Answering my own question in case anyone has the same question.

I asked for help on this on Twitter, and MiniTest author Ryan Davis (aka @zenspider on github / @ the_zenspider on Twitter) gave a quick response along with an invitation to submit a question to the github mini test ..

I did this , and got a couple of great answers from Ryan as well as Pete Higgins (@phiggins on github), which I reproduce here in full. Thank you both for your help!


@phiggins said:



Something like:

class Foo   def initialize(name, opts={})
  @sqs    = Aws::SQS::Client.new
  @id     = @sqs.create_queue( queue_name: name ).fetch(:queue_url)
  @poller = opts.fetch(:poller) { Aws::SQS::QueuePoller.new(@id) }   end

  def pick_first
    @poller.poll(idle_timeout: 60) do |message|
    process_msg(message) if some_condition(message)
    end
  end
end

# later, in your tests
describe Foo do
  it "does the thing in the block" do
  # could be moved into top-level TestPoller, or into shared setup, etc.
  poller = Object.new
  def poller.poll(*) ; yield ; end

  foo = Foo.new("lol", :poller => poller)
  foo.pick_first

  assert foo.some_state_was_updated
  end
end

      


@zenspider said:

NOTE. I am the enemy. I am almost the enemy in this regard. IMHO, if you can't test something without mocking it, you may have a design problem. Calibrate the appropriate text below.

I suggested using Liskov Substitution Principal (LSP) because I was focusing on testing that process_msg did the right thing in this context. The idea is simple, subclass, override the method in question and use the subclass within your tests. The LSP says that testing a subclass is equivalent to testing a superclass.

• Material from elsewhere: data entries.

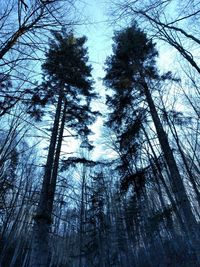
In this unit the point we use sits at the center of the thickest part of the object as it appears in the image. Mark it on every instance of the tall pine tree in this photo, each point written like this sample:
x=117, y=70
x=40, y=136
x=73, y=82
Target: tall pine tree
x=68, y=84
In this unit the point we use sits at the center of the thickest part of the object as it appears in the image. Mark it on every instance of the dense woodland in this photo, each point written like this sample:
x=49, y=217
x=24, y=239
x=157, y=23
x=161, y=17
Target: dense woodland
x=138, y=203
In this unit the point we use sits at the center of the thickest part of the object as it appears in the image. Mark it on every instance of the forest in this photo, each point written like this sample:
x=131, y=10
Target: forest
x=99, y=169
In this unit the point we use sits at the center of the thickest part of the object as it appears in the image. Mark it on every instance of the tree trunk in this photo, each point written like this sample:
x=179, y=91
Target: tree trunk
x=41, y=228
x=178, y=187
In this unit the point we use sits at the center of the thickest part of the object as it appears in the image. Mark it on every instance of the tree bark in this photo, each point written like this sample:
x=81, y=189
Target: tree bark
x=179, y=191
x=42, y=219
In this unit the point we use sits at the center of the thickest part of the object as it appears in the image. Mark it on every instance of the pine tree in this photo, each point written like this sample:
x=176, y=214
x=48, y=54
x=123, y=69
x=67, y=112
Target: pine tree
x=68, y=84
x=132, y=74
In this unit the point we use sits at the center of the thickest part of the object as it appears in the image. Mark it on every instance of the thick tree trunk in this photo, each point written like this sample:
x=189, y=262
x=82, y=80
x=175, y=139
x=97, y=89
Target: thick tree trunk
x=179, y=191
x=39, y=251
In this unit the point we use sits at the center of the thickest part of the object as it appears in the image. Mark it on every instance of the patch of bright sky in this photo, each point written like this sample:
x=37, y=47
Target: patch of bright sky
x=99, y=34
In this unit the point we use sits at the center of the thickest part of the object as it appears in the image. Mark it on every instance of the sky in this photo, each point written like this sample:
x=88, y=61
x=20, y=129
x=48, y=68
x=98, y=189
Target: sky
x=99, y=34
x=98, y=30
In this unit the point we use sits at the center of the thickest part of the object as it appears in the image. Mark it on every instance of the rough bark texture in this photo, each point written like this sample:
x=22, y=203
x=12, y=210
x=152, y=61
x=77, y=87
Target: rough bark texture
x=179, y=191
x=39, y=252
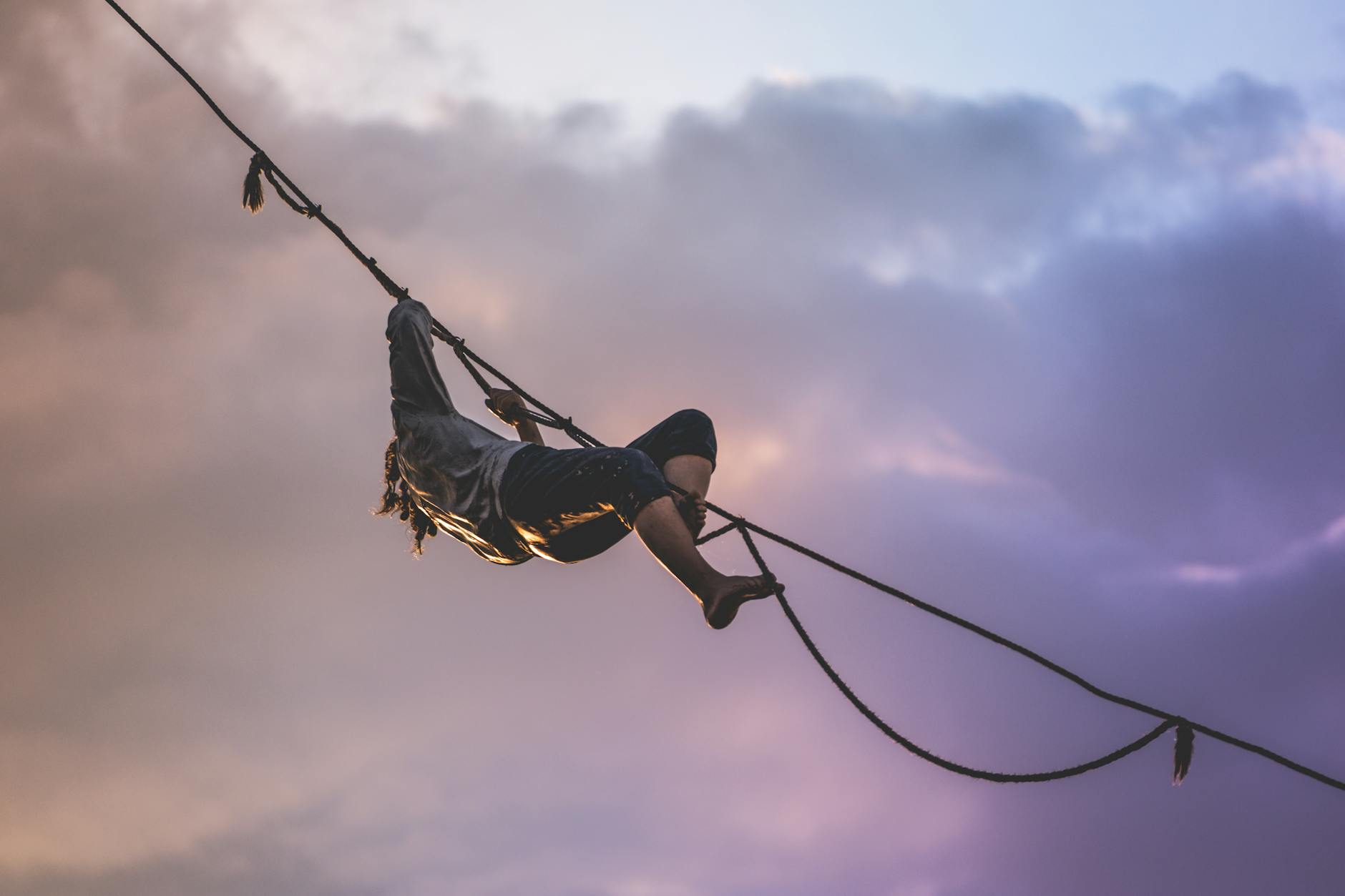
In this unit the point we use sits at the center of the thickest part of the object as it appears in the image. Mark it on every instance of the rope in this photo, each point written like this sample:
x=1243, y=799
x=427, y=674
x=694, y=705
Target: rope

In the case of a poll object, you have three issues (polling, filtering and processing) in this method, one of which you shouldn't be testing (because this is third party code). I would refactor to something like this:

class Foo
  # ....

  def poll
    @poller.poll(idle_timeout: 60) do |message|
      yield message
    end
  end

  def pick_first
    poll do |message|
      process_msg(message) if some_condition(message)
    end
  end
end

      

Then testing is simple:

class TestFoo1 < Foo
  def poll
    yield 42 # or whatever
  end

  # ...
end

# ...

assert_equal 42, TestFoo1.new.pick_first # some_condition truthy
assert_nil       TestFoo2.new.pick_first # some_condition falsey

      

There are shorter / "ruby" ways to do this, but they are equivalent to the above, and point is shown above to be better.